Menuju konten utama
AI & Disrupsi Dunia Kerja

AI dan Masa Depan Kerja: Antara Peluang dan Ancaman

World Economic Forum memperkirakan akan ada 83 juta pekerjaan hilang berbanding dengan 69 juta pekerjaan baru akibat otomatisasi dan adopsi AI.

AI dan Masa Depan Kerja: Antara Peluang dan Ancaman
Header Decode Gelombang AI dan Disrupsi Dunia Kerja. tirto.id/Fuad

tirto.id - Pesatnya perkembangan kecerdasan buatan (artificial intelligence, AI) menjadi kekuatan transformasional yang mengubah lanskap dunia kerja secara fundamental. AI membawa antusiasme dan kekhawatiran di saat bersamaan. Kemajuan teknologi ini menciptakan peluang baru, tetapi di lain sisi menimbulkan disrupsi besar terhadap struktur ketenagakerjaan global.

Dalam beberapa tahun kebelakang, keberadaan AI mulai menggantikan berbagai fungsi pekerjaan manusia, mendorong perusahaan untuk merestrukturisasi model operasional mereka. Ujungya menyebabkan gelombang pemutusan hubungan kerja (PHK) di berbagai sektor industri.

Laporan Future of Jobs 2023 yang dirilis oleh World Economic Forum (WEF) memprediksi bahwa sebanyak 83 juta pekerjaan akan hilang secara global akibat otomatisasi dan adopsi AI pada tahun 2027. Di sisi lain, kehadiran AI diprediksi akan menciptakan sekitar 69 juta pekerjaan baru.

Namun, tetap saja ada selisih sekitar 14 juta pekerjaan yang diperkirakan hilang—sebuah angka yang menunjukkan bahwa dampak AI tidak bisa dipandang sebelah mata.

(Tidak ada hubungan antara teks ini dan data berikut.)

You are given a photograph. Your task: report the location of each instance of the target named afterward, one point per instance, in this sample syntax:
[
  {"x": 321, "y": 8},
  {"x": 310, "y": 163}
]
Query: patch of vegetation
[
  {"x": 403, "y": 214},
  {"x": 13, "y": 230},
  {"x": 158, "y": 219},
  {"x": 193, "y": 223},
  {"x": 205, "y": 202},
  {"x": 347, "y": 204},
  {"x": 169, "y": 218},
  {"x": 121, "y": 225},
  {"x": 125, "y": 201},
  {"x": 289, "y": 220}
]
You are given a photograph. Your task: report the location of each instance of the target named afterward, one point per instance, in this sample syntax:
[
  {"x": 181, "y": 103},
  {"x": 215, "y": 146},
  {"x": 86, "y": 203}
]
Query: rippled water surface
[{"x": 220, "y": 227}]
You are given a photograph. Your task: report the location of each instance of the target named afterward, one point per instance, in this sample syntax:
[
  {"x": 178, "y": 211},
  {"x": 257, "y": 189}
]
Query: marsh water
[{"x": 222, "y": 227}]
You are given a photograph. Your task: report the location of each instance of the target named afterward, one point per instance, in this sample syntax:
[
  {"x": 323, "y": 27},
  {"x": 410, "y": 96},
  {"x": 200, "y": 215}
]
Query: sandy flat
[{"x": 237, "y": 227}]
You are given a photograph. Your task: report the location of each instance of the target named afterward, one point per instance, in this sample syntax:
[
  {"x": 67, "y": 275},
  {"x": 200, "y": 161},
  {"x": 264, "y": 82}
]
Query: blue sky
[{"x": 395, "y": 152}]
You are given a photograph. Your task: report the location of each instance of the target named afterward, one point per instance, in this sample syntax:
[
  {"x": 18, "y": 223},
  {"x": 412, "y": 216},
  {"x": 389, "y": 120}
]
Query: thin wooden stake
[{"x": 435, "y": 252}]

Prediksi serupa juga muncul dari riset yang dirilis International Monetary Fund (IMF) pada tahun 2024. Lembaga ini memperkirakan hampir 40 persen pekerjaan secara global akan terdampak oleh AI.

Angkanya bahkan lebih tinggi di negara-negara maju, di mana sekitar 60 persen pekerjaan berpotensi terdampak. Menariknya, dampak tersebut terbagi dua: separuh pekerjaan yang terdampak diprediksi mengalami pengaruh negatif—berisiko tergantikan atau berkurang nilainya, sementara separuh lainnya justru berpotensi terdongkrak oleh kehadiran AI.

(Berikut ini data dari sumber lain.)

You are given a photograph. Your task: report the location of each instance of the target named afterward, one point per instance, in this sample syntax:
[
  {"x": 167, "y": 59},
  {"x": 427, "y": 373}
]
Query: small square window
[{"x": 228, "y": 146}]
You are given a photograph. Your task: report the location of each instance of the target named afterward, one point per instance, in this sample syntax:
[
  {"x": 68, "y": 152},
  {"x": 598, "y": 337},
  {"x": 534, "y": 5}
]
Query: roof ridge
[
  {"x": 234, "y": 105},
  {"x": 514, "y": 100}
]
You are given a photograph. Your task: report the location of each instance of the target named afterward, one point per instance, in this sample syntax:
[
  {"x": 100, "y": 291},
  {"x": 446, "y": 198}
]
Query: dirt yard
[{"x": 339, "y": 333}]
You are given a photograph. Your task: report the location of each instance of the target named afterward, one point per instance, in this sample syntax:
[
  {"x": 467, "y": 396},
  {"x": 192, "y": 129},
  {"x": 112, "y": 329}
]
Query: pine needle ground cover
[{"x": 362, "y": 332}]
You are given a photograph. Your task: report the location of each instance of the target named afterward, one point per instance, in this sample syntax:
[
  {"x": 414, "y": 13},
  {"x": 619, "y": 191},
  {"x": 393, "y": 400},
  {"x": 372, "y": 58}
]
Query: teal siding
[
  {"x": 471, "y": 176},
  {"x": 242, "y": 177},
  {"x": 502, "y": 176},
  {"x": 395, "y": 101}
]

Temuan IMF mengungkap tidak semua wilayah di dunia mengalami disrupsi dengan skala yang sama. Di negara berkembang dan negara berpenghasilan rendah, tingkat keterpaparan terhadap AI diperkirakan lebih rendah, berturut-turut 40 persen dan 26 persen.

Sekilas, data ini tampak melegakan. Akan tetapi, ketidaksiapan infrastruktur digital dan kurangnya tenaga kerja terampil justru menempatkan negara-negara tersebut dalam posisi rawan tertinggal.

Selaras dengan temuan tersebut, data terbaru juga mengindikasikan bahwa banyak perusahaan telah bersiap menghadapi dampak AI dengan merombak struktur tenaga kerja mereka. Laporan Future of Jobs 2025 yang dirilis WEF menyebut bahwa sebanyak 41 persen pemberi kerja berencana mengurangi jumlah tenaga kerja sebagai dampak dari otomatisasi yang dilakukan oleh teknologi AI terhadap sejumlah fungsi pekerjaan.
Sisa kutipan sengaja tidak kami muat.